The Hebrew phrase for “coat of many colors” is כְּתֹנֶת פַּסִּֽים. Historically, the reason that our English translations have something to do with colored coat is because the Greek translation of the OT translated this phrase, χιτῶνα ποικίλον, which means “various-colored coat,” or “coat of many colors.” The Latin Vulgate apparently also did not understand what the Hebrew word meant because he followed the Greek translation with tunicam polymitam.
You might say, well maybe the Greek and Latin translators got it right and it should be multi-colored?
Probably not the case. For the same Hebrew phrase is found in 2 Samuel 13:18-19 for a long-sleeved tunic. Interestingly, this passage is clearly in context of royalty, and this tunic is specifically described as, “for thus the virgin daughters of the king dressed.” As some have noted, this may indicate that this kind of robe was representative of royalty. The Greek translator in this case translated the same Hebrew phrase as χιτὼν καρπωτός, which can be translated “coat reaching the wrists.” So no “coat of many colors” translation in 2 Samuel.
In addition, although the LXX translates Genesis 37:3 as “coat of many colors,” other Greek translations of that day do not. For example, Aquila’s translation of the OT uses ἀστράγαλον “down to the ankle(s),” and Symmachus’ translation uses χειριδωτόν, “a tunic with long sleeves.”
This evidence has led to a few of the newer translations translating this phrase as something other than “coat of many colors.” I would suspect that as translations are updated these translations will become the norm in this passage.
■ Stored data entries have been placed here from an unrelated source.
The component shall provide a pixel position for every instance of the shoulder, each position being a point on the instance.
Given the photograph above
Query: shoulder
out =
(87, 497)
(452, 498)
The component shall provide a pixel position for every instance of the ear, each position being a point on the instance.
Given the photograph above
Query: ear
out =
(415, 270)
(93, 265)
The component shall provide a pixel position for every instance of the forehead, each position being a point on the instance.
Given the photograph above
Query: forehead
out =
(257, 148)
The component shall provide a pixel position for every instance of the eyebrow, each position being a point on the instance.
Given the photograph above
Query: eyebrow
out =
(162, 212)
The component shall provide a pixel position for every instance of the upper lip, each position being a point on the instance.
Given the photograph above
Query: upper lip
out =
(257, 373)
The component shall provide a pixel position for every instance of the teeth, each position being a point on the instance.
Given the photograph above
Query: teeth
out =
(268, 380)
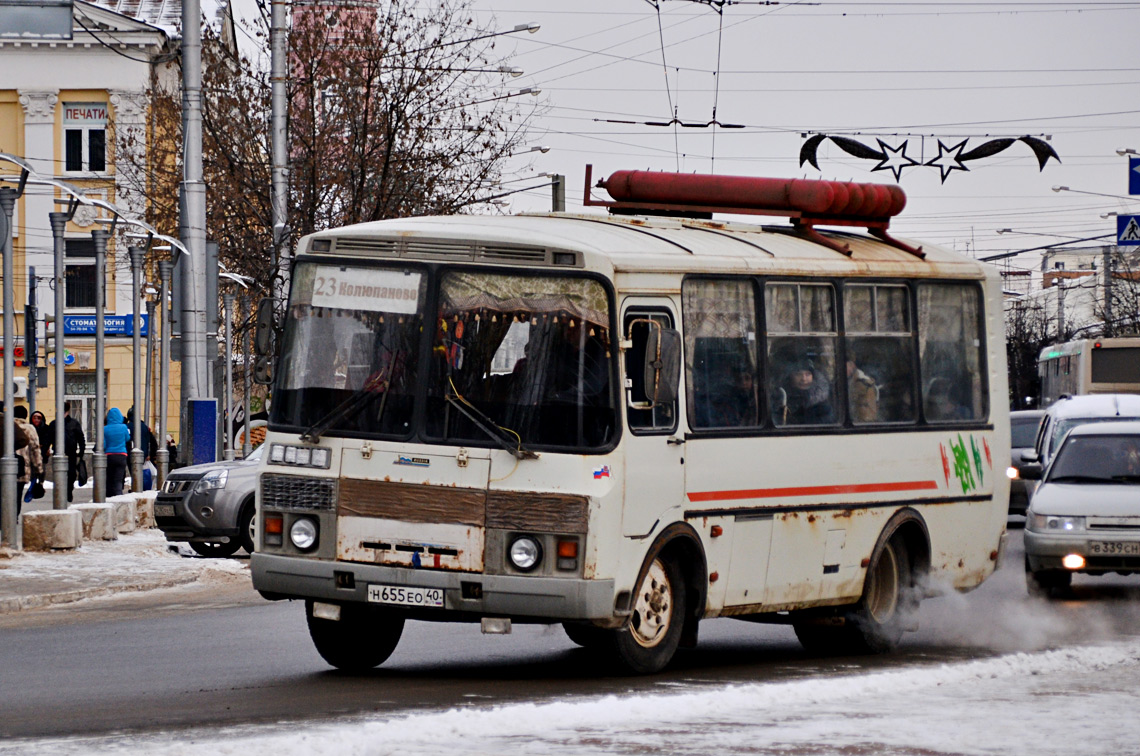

|Now Israel loved Joseph more than his other sons because Joseph was a son born to him in his old age, and he made a long-sleeved robe for him.
|Now Israel loved Joseph more than all his sons because he was a son born to him late in life, and he made a special tunic for him.
|Now Israel loved Joseph more than any of his other sons, because he had been born to him in his old age; and he made an ornate robe for him.
All this to say that the idea of Joseph have a coat of many colors which led to his brother’s envy appears to be a mistaken notion. The brothers were envious, but that was because Joseph was given a privileged place in his father’s eyes, even though he was the youngest. He was the son of Rachel, the favorite wife, and he was the son of Jacob’s old age. This led to Joseph being privileged above his brothers. The coat did indeed signify this special status, but the coat is not described as being multi-colored. Time to change some of our flannelgraphs.